The US and EU consider emissions-linked tariffs on Chinese metals
The White House has a proposal for Europe: The Global Arrangement on Sustainable Steel and Aluminum, an international consortium to promote trade in aluminum and steel produced with less carbon emissions and to impose tariffs on those metals produced in China and other countries that aren’t members of the group.
It’s an idea that the US and EU have been discussing since last year. The concept paper Washington shared with Brussels this week offers more concrete details. Though the proposal is still in its early stages and it’s unclear how it will be received, it’s another indication – especially amid price cap news – of the reconfiguration of global trade relations: Less unfettered globalization, more values-aligned trade blocs.
Meanwhile, the US and EU are also looking at potentially taking joint action against Beijing’s subsidies for its medical devices industry. A joint statement from the two governments cited their “shared concerns about the threat posed by a range of non-market policies and practices” supporting Chinese medical devices companies. Chinese media has likened the country’s heavy reliance on high-end foreign medical equipment to its dependence on imports of advanced semiconductors and chipmaking machinery.

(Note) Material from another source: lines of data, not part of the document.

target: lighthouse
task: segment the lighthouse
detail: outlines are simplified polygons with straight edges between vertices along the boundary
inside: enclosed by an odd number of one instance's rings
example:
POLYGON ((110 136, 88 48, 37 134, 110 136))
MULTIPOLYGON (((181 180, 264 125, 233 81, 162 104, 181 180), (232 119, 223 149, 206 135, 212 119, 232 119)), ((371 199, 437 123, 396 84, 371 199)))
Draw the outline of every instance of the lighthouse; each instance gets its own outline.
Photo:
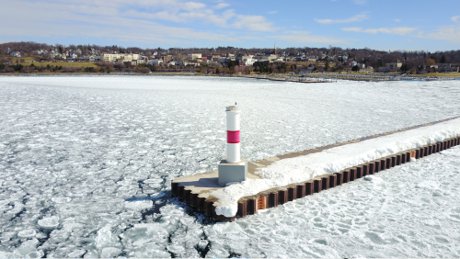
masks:
POLYGON ((225 109, 227 121, 226 158, 219 164, 219 185, 239 183, 246 180, 248 166, 240 156, 240 110, 237 103, 225 109))

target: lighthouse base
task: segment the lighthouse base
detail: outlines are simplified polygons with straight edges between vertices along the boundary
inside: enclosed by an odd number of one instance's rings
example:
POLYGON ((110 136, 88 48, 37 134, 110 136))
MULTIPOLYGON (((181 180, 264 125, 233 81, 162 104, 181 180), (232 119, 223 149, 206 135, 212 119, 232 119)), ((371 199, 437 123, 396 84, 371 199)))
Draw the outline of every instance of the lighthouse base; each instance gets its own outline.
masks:
POLYGON ((230 183, 240 183, 246 180, 248 174, 247 162, 227 163, 222 160, 219 164, 219 185, 225 186, 230 183))

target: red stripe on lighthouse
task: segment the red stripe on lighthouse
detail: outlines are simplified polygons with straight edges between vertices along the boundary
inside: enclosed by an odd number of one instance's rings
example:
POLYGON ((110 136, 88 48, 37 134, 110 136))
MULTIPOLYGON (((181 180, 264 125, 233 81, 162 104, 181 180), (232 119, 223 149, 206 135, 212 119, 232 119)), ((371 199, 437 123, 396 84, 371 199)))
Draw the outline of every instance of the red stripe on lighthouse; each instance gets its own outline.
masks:
POLYGON ((240 131, 239 130, 227 130, 227 143, 230 143, 230 144, 240 143, 240 131))

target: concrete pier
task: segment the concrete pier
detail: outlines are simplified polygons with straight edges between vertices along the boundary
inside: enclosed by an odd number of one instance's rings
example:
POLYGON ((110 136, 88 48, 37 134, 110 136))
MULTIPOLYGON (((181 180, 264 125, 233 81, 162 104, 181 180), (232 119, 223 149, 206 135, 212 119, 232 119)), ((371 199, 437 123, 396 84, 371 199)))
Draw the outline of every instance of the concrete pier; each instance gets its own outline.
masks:
MULTIPOLYGON (((417 127, 423 127, 430 124, 419 125, 417 127)), ((392 133, 395 132, 379 134, 374 137, 389 135, 392 133)), ((370 138, 372 137, 366 137, 362 139, 370 138)), ((301 152, 284 154, 264 160, 248 162, 247 178, 259 178, 254 172, 257 169, 266 167, 275 161, 279 161, 285 158, 306 155, 309 153, 320 152, 332 147, 359 142, 362 139, 352 140, 345 143, 338 143, 321 148, 305 150, 301 152)), ((262 192, 257 193, 256 195, 243 197, 239 199, 238 212, 236 216, 232 218, 218 216, 215 213, 215 207, 213 204, 217 201, 217 199, 215 197, 212 197, 210 193, 219 188, 224 188, 218 182, 217 171, 196 174, 191 176, 184 176, 174 179, 171 182, 172 195, 178 197, 180 200, 184 201, 188 206, 194 208, 198 212, 203 213, 206 217, 212 220, 229 221, 234 220, 235 218, 252 215, 257 213, 258 210, 276 207, 278 205, 284 204, 294 199, 302 198, 308 195, 312 195, 314 193, 325 191, 336 186, 340 186, 343 184, 351 184, 353 181, 358 180, 359 178, 362 178, 366 175, 376 174, 383 170, 395 166, 400 166, 404 163, 408 163, 411 161, 411 158, 422 158, 424 156, 443 151, 445 149, 451 148, 459 144, 460 136, 457 136, 455 138, 447 139, 442 142, 430 143, 426 146, 405 150, 397 154, 392 154, 388 157, 382 157, 376 160, 368 161, 364 164, 355 165, 351 168, 344 169, 340 172, 318 176, 306 182, 293 183, 288 186, 281 186, 278 188, 264 190, 262 192)))

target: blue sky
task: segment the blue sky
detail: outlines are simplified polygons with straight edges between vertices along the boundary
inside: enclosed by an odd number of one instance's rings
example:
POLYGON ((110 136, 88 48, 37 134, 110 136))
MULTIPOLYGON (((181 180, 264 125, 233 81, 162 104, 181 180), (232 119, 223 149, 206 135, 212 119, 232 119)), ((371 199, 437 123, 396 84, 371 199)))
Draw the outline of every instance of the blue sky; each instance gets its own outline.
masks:
POLYGON ((459 0, 0 0, 0 42, 460 49, 459 0))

Germany wants more investment in Africa
Trending up: Africa. Trending down: China. That’s the approach Germany is taking with its state guarantees for domestic companies’ investments in foreign countries. Economy minister Robert Habeck said this week that Berlin will provide “additional incentives to invest in regions like sub-Saharan Africa where we want more German investments and more German trade” as the country seeks to diversify its economic relationships and reduce exposure to China.
Habeck’s comments come just weeks after Germany made changes to its investment guarantee scheme to expand the number of countries covered, and put in place a new guarantee ceiling of 3 billion euros (3.1 billion USD) per company per country. Earlier this year, Berlin refused to grant investment guarantees to Volkswagen for its projects in China, citing human rights violations in Xinjiang.
But Germany’s state investment guarantee portfolio has a long way to go in its push to diversify from authoritarian rivals: Latest official figures show that together, China and Russia make up 45 percent and 64 percent of Germany’s total guarantee portfolio by number and euro volume, respectively.